Okay, you know the name "Picard" so I presume you have seen the proof- probably for one dimension. Do exactly the same thing: dy/dt= Ay. Convert that to an integral equation by integrating both sides: y= A\int_0^x y(t) dt. Think of that as a "linear transformation", T(y)= A\int_0^x y(t)dt and, just as in the regular "Picard theorem", show that, under restrictions on the domain, that is a "contraction mapping".

 

[Unredeemed]

Okay, you know the name "Picard" so I presume you have seen the proof- probably for one dimension. Do exactly the same thing: dy/dt= Ay. Convert that to an integral equation by integrating both sides: y= A\int_0^x y(t) dt. Think of that as a "linear transformation", T(y)= A\int_0^x y(t)dt and, just as in the regular "Picard theorem", show that, under restrictions on the domain, that is a "contraction mapping".

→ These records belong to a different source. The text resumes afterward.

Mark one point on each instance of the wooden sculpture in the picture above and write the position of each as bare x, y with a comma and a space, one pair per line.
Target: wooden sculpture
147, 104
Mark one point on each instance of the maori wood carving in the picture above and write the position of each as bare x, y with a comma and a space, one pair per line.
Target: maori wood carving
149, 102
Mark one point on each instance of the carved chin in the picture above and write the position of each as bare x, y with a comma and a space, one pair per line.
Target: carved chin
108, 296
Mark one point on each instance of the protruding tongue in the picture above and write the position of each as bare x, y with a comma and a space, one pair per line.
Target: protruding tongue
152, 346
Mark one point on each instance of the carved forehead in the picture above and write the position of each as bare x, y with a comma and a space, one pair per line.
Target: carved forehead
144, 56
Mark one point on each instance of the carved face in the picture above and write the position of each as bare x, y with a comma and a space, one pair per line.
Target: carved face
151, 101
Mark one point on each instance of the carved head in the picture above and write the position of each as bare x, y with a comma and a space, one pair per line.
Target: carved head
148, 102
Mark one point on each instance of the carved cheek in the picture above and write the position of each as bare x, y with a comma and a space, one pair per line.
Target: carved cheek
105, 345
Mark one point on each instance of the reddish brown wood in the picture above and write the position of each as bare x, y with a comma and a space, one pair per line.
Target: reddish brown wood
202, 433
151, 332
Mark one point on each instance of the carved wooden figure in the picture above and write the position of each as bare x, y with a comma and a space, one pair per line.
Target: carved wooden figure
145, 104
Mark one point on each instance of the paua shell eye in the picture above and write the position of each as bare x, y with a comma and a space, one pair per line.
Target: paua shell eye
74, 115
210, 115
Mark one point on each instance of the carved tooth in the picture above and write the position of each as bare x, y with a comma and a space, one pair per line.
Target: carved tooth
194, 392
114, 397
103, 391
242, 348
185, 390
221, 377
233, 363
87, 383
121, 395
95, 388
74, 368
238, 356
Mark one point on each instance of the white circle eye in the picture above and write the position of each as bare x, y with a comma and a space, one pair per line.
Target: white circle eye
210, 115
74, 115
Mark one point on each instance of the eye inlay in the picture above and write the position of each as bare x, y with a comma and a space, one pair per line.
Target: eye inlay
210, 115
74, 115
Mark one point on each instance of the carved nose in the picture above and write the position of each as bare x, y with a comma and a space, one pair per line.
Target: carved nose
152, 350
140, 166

Can you take the matrix out of the integral even though its entries are polynomials in t?

 

[HallsofIvy]

You are right. I ignored the fact that entries are functions of t. It should be y= \int_0^x A(t)y(t)dt and T(y)= \int_0^x A(t)y(t)dt.

 

[vanhees71]

For a general initial condition \vec{y}(0)=\vec{y}_0 the integral equation reads
\vec{y}(t)=\vec{y}_0+\int_0^t \mathrm{d} t' \hat{A}(t') \vec{y}(t').
Now you can solve the problem easily by iteration. It's important to keep in mind that in general the matrices \hat{A}(t) do not commute at different times!

 

[Unredeemed]

You are right. I ignored the fact that entries are functions of t. It should be y= \int_0^x A(t)y(t)dt and T(y)= \int_0^x A(t)y(t)dt.

Would you mind going into a little more depth about how you'd modify the Picard's theorem proof here? I'm a little confused as the version I've seen is really long.